Die Menschen waren ganz unterschiedlich gekleidet. Manche erinnerten mich an die Orientalen in Damaskus, das ich erst vor kurzem verlassen hatte, manche wirkten, als ob sie gerade aus Indien gekommen wären, andere waren in leichte, fliessende Gewänder gekleidet.
Wenn man mich gefragt hätte, dann hätte ich gesagt, dass sie aus aller Herren Länder kämen, aber ich war ja nicht in meiner Welt.

Ich musste mich wirklich zusammenreissen, um weiterzugehen, denn ich liebte es, durch Märkte und Strassenstände in fremden Ländern zu streifen und alles genau zu betrachten.

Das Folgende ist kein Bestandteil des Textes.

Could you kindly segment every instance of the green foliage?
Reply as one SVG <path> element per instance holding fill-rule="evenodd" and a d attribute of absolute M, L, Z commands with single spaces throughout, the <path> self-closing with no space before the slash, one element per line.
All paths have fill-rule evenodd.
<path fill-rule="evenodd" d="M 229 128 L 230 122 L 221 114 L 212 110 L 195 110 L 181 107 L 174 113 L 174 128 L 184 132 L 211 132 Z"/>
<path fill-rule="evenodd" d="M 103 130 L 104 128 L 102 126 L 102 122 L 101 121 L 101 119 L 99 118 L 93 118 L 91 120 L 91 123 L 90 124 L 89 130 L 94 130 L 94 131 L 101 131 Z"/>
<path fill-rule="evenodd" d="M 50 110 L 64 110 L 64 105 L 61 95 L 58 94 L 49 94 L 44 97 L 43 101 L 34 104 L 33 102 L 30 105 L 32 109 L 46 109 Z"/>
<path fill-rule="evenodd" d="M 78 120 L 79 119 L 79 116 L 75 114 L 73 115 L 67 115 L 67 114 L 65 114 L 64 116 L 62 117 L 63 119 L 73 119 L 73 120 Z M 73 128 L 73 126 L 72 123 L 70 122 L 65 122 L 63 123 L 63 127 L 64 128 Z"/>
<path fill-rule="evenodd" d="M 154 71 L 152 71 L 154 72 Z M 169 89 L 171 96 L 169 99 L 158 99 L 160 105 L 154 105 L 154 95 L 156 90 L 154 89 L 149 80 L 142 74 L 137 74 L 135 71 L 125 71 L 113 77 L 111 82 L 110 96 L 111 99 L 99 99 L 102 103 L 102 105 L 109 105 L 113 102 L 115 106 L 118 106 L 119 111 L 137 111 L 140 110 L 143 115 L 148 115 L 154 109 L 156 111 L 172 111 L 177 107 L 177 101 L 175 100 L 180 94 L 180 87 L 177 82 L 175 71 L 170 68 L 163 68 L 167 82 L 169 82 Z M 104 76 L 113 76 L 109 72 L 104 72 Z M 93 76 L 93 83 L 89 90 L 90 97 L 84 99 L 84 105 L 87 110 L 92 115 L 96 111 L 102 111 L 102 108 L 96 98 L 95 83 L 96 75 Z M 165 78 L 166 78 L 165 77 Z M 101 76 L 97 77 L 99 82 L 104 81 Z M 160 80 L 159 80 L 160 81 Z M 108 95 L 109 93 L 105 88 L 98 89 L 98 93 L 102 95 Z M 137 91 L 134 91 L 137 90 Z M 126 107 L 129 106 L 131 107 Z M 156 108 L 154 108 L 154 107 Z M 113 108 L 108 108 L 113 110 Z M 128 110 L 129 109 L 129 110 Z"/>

Egal, ob ich in Ceylon, Indien, Nepal oder in Siam war, Märkte faszinierten mich, denn dort spielte sich das Leben ab. Ich genoss es, exotische Speisen zu probieren oder einfach auch zu sehen, was die Menschen kauften, was sie mochten, was sie zum Leben oder zum Genuss brauchten.

Nach einer Weile kam ich endlich im Herzen von Tarcania an und stand vor dem Tor der Gilde.

Ich war sprachlos, denn das Tor war im Art Deco-Stil, einem Kunststil, der gerade in Europa, aber auch in Übersee, unglaublich populär war. Und nun sah ich dieses wunderschöne Tor hier in Tarcania! Es war wahrlich ein magischer Ort!

Tor

Staunend schritt ich durch das Tor und ging auf das Gilde-Haus zu.

Ich zog an einem Bronzeknauf und hörte in der Ferne ein leises Läuten. Einige Augenblicke später öffnete ein Mädchen, nur ein wenig jünger als ich, die schwere Holztür und lächelte.

Ich lächelte ebenfalls und war nicht wirklich verblüfft, als sie meinte „Du musst Bobbie sein, Marcus hat dich geschickt, nicht wahr?“ Langsam fing ich an, mich daran zu gewöhnen, dass Tarcania sehr speziell war.

Sie trat zur Seite und bat mich hinein. „Ich bin Sereina, “ stellte sie sich vor und drehte sich um. Ich folgte ihr eine geschwungene Treppe hinauf bis vor eine schlichte Holztür. „Leonora, die Gilde-Meisterin, erwartet dich bereits“, flüsterte Sereina und öffnete die Tür.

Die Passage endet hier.